I thought about adding this to the other thread going on about AI art, but I think a separate topic is more appropriate since that one looks to focus general opinions.
Note - This is my interpretation of how this stuff works and I could be wrong on some stuff. Feel free to point it out. I'm not a legal expert or anything.
----------------------
So basically from what I understand the copyright office ruled AI art cannot be copyrighted because only a human author can hold copyright. That means the work automatically falls under public domain. Now as for our question, if artists are free to use imagery that falls under public domain and are allowed to copyright it if their version of it is altered differently enough from the source, would that not also mean an artist can use AI art someone else generated for their own purposes?
From how I understand it when it comes to AI using art, it tends to be either these two things:
1) If the AI trains itself on data sets of art but does not generate art directly from the dataset...then arguably all its doing is "looking" at the art, studying it then creating its own based on a generalization. That is largely what human artists do. Therefore that would allow it to dodge any legally grey areas because to call
2) If it does generate art directly from the data set as in using pictures, yet alters its image just enough to differentiate it...then it would arguably be an original piece thus is copyrightable.
Either way, you'd end up with an original piece that the AI created using human art.

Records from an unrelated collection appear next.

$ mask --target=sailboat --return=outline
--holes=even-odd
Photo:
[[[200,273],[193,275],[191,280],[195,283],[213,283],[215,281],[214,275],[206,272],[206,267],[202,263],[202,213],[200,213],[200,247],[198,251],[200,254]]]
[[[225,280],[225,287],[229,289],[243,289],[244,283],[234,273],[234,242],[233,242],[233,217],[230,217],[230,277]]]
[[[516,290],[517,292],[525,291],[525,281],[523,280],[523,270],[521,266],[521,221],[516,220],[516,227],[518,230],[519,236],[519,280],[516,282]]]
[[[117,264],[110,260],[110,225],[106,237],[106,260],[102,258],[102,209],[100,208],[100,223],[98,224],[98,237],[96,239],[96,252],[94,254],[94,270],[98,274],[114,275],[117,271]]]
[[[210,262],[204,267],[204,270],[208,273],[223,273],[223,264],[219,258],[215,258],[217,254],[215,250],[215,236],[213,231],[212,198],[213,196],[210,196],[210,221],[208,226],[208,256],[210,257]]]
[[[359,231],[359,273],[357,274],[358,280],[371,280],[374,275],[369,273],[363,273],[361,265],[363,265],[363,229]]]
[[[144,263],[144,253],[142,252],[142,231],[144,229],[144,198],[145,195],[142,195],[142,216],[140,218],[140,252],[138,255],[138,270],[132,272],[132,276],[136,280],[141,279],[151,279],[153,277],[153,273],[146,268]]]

I don't know if its fair, but I don't see it as being illegal either because to do so would mean you'd have to classify a lot of human art as also being illegal because most of what we do is, in some way or another, based off tons of art we see around us whether its a conscious effort on our part or subconscious.
For AI creators, this is a double-edged sword. They can create as much art as they want and legally use artists work as a basis, but the catch is that because they didn't create anything themselves that they don't own whatever the AI created as it falls under public domain. Thus the artists should be able to use the AI-created works as a basis for their own art.
I think this as it stands is more of a win for artists than loss as the AI gives rise to a whole new way of looking at creativity and a new source for idea generation/referencing. AI creators can create artwork from artists work, but there's also nothing stopping us from using AI art to make our own art.
Replies
1 and 2: It doesn't matter - robot work cannot be copyrighted.
Can you create derivative work from something a robot did and own the copyright?
yes, you can
it's not AI, it's a complicated filter. if we stop calling it AI we'll stop attributing human characteristics to it and we won't feel the need to perform these kinds of mental gymnastics.
the real shit is a few years off and it'll most likely wipe us out before we see it coming
Now of course it *acts* as a filter (put something in, and get something out) ; but the issue lies in the ethics and legality of the way the content was acquired in the first place. What people want to do with it is largely irrelevant.
- - - - -
"Can you create derivative work from something a robot did and own the copyright?
yes, you can "
Well, only if the practice of IP laundering gets a free pass. This legal battle is far from settled. So the answer is not "yes you can", but rather : "by doing so, one is committing IP laundering. At this time, there is no legal precedent on this topic."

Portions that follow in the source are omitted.